Remember there is a $399 fee for joining HGVC but at that rate you're still paying  less than 50 cents a point while people on ebay are paying $1-$2 a point for HGVC points.  

Maintenance high!

I ended up buying at a similar price per point about 2 months ago.  I thought it was a steal.


----------



## Bill4728 (Jan 31, 2007)

VV Trader said:
			
		

> Remember there is a $399 fee for joining HGVC



What do you mean, join HGVC? I thought that as a member of HIGVC, you don't need to be a member of HGVC too. Are you saying that to access HGVC resorts that HIGVC members must also join HGVC?

Can you outline the differences between being a member of HGVC vs HIGVC?


----------



## alexb (Jan 31, 2007)

i have found a 3 bedroom week 11 for sale for $6000 would this trade better
than the 2 bedroom points wise and with ii .
it is 3 times the price of the 2 bedroom


----------



## Bill4728 (Jan 31, 2007)

alexb said:


> i have found a 3 bedroom week 11 for sale for $6000 would this trade better than the 2 bedroom points wise and with II .
> 
> it is 3 times the price of the 2 bedroom


For 3 times the price you'll get a unit which trades 10% better but maybe worst. ( it may trade worse because if you're trading a 3 bd for 3 bd. There are so few 3 bd units that it may be impossible to trade for a 3 bd unit.)


----------



## myip (Feb 1, 2007)

alexb said:


> i have found a 3 bedroom week 11 for sale for $6000 would this trade better
> than the 2 bedroom points wise and with ii .
> it is 3 times the price of the 2 bedroom


what are you planning to do with it?  Are you convert to HGVC points?  If so, 3 bedroom only worth 5800 hGVC points.


----------



## alexb (Feb 1, 2007)

my main plan would be to use to exchange on ii


----------



## myip (Feb 1, 2007)

If exchanging for II, there are a lot better resort and cheaper maintenance fees.


----------



## Bill4728 (Feb 1, 2007)

myip said:


> If exchanging for II, there are a lot better resort and cheaper maintenance fees.

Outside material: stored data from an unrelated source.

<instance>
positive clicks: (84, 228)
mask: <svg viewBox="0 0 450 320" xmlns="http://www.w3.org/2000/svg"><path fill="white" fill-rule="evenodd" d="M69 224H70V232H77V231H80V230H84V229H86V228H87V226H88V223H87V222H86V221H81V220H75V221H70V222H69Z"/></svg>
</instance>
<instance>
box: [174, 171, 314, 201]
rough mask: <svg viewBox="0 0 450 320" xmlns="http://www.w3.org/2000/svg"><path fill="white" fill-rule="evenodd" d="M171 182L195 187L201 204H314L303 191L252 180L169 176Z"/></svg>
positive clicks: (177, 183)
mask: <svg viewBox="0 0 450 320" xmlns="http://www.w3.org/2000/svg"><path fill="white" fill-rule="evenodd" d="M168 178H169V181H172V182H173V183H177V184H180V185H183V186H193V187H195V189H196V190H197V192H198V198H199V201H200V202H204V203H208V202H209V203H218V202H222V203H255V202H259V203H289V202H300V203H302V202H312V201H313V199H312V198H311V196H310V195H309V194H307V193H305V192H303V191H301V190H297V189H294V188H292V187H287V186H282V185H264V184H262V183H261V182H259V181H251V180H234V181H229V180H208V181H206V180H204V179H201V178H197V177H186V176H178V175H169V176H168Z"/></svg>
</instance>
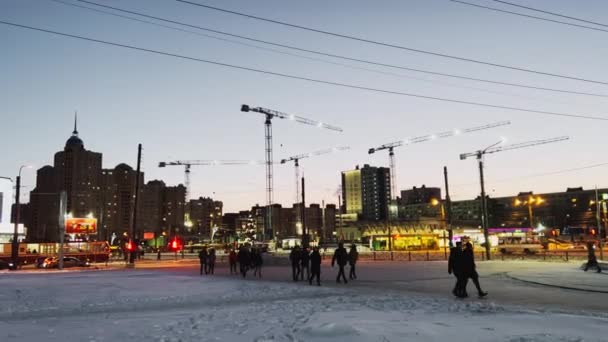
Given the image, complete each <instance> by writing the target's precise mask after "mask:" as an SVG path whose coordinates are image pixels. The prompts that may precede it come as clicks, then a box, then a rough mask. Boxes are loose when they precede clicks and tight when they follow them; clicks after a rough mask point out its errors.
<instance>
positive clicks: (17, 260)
mask: <svg viewBox="0 0 608 342" xmlns="http://www.w3.org/2000/svg"><path fill="white" fill-rule="evenodd" d="M24 168H26V169H29V168H31V166H30V165H21V167H19V174H18V175H17V182H16V186H15V230H14V232H13V244H12V246H11V259H12V260H13V270H16V269H17V265H18V263H17V262H18V261H19V260H18V259H19V221H20V220H21V217H20V216H21V215H20V214H21V208H20V204H19V195H20V190H21V189H20V188H21V171H22V170H23V169H24Z"/></svg>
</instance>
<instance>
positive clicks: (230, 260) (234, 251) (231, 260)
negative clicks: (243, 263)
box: [228, 249, 238, 274]
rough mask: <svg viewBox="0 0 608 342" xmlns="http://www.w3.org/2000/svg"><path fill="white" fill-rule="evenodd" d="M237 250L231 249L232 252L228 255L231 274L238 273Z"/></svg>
mask: <svg viewBox="0 0 608 342" xmlns="http://www.w3.org/2000/svg"><path fill="white" fill-rule="evenodd" d="M236 261H237V258H236V252H235V251H234V249H231V250H230V254H229V255H228V263H229V264H230V274H238V272H237V270H236Z"/></svg>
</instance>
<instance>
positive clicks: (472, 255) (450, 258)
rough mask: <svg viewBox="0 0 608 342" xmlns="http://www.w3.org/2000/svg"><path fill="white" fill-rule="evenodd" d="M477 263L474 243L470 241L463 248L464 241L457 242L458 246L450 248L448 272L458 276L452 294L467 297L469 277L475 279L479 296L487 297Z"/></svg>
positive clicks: (470, 278) (475, 285) (465, 297)
mask: <svg viewBox="0 0 608 342" xmlns="http://www.w3.org/2000/svg"><path fill="white" fill-rule="evenodd" d="M476 268H477V267H476V265H475V256H474V254H473V245H472V244H471V243H470V242H467V243H466V244H465V247H464V249H463V248H462V242H460V241H459V242H456V247H452V248H450V258H449V259H448V273H449V274H454V276H455V277H456V285H455V286H454V289H453V290H452V294H454V296H456V297H458V298H466V297H468V296H469V295H468V294H467V284H468V282H469V279H471V280H472V281H473V284H475V287H476V288H477V294H478V295H479V297H485V296H487V295H488V293H487V292H485V291H483V290H482V289H481V285H480V284H479V274H477V269H476Z"/></svg>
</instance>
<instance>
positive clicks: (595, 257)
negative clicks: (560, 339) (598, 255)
mask: <svg viewBox="0 0 608 342" xmlns="http://www.w3.org/2000/svg"><path fill="white" fill-rule="evenodd" d="M590 267H595V268H597V273H600V272H602V268H601V267H600V264H599V263H598V262H597V258H596V257H595V244H594V243H593V242H587V264H585V269H584V271H585V272H587V270H588V269H589V268H590Z"/></svg>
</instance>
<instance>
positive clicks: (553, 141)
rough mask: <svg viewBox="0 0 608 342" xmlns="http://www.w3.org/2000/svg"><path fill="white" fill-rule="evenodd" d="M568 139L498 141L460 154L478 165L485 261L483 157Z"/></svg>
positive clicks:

I agree as well. If you're planning on using this just for II trading, I think the're are better values. 


The best thing about this resort is that you have the best of both worlds. A HIGVC resort, so you can use the HGVC resorts, use HGVC's great RCI trading power AND use II for those TS's which don't trrade with RCI.  IMHO, I'd plan on using all three of this resorts options.


----------



## VVTrader (Feb 1, 2007)

*higvc is affiliate status*

Bill,

It's my belief that  buying a Craiggendarroch or any of the Higvc properties you would need to buy into HGVC just like purchasing a Hilton affiliate would.

The quote below is from the Higvc website:

 "Time ownership with Hilton International offers a wide range of special benefits - including the opportunity to join Hilton Grand Vacations Club, one of the world's leading holiday exchange programmes."

Joe Van


----------



## myip (Feb 2, 2007)

VVTrader said:


> Bill,
> 
> It's my belief that  buying a Craiggendarroch or any of the Higvc properties you would need to buy into HGVC just like purchasing a Hilton affiliate would.
> 
> ...


You do have to pay to join HGVC unless you are already HGVC member.  They will just add the unit to the membership.


----------